On the system that works (2x 2080 Ti 11GB), this command completes on the non-display GPU (-g 1), and the map is improved as expected.

But on the display GPU and or both (-g 0 and -g 0,1), it fails with a similar error, except CUBLAS_STATUS_NOT_INITIALIZED instead of CUBLAS_STATUS_EXECUTION_FAILED. Driver and CUDA versions are in the attached nvidia-smi screenshots of the two systems at rest, though I figure deepEMhancer is calling its preferred CUDA version installed via SBGrid.

Thanks for any insight --Dan works_with_gpu1 fails_with_any_GPU

rsanchezgarc commented 1 year ago

Hi,

Can you report the deepEMhancer and Tensorflow versions that are installed? It would help if you also looked at the Cuda version installed within the environment. Using conda env export should print all the installed packages.

If I have to bet, I suggest installing a newer Tensorflow (together with a newer Cuda within the environment) can help.
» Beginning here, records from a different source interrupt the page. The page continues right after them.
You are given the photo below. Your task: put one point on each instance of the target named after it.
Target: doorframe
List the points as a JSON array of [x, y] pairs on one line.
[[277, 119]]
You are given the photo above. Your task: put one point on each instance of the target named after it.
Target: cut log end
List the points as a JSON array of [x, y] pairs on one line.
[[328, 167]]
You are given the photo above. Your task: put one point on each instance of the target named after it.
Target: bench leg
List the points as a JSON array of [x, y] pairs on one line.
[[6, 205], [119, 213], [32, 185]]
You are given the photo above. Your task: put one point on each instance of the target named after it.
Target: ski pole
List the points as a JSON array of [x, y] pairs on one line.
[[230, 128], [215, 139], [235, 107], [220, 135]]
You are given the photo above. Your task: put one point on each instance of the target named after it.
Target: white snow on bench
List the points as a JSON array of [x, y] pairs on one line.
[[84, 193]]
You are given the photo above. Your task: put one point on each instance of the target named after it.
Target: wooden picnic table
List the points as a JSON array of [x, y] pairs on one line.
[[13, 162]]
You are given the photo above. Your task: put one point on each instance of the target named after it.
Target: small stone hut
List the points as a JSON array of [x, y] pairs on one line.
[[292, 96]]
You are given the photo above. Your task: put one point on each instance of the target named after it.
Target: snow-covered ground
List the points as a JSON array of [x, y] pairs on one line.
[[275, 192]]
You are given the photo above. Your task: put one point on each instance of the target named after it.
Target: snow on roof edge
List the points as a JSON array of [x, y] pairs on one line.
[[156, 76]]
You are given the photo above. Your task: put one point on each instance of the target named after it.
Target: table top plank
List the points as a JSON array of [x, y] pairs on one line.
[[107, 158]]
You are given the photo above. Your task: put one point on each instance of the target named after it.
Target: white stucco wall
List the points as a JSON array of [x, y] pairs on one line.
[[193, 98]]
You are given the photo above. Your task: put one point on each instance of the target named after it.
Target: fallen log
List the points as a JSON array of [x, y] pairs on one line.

Let me know what you have so that I can prepare an updated installation recipe.

Ruben

drichman commented 1 year ago

I've learned that the SBGrid-curated version is a little tricky to pull that info from. But here's what I've gathered are the versions of tensorflow, deepemhancer, and cuda:

Tensorflow is 1.14.0 based on what the environment's Python reports: exx@hawk:~$ /programs/x86_64-linux/deepemhancer/20220530_cu10/miniconda3/envs/deepEMhancer_env/bin/python Python 3.6.13 |Anaconda, Inc.| (default, Jun 4 2021, 14:25:59) [GCC 7.5.0] on linux Type "help", "copyright", "credits" or "license" for more information.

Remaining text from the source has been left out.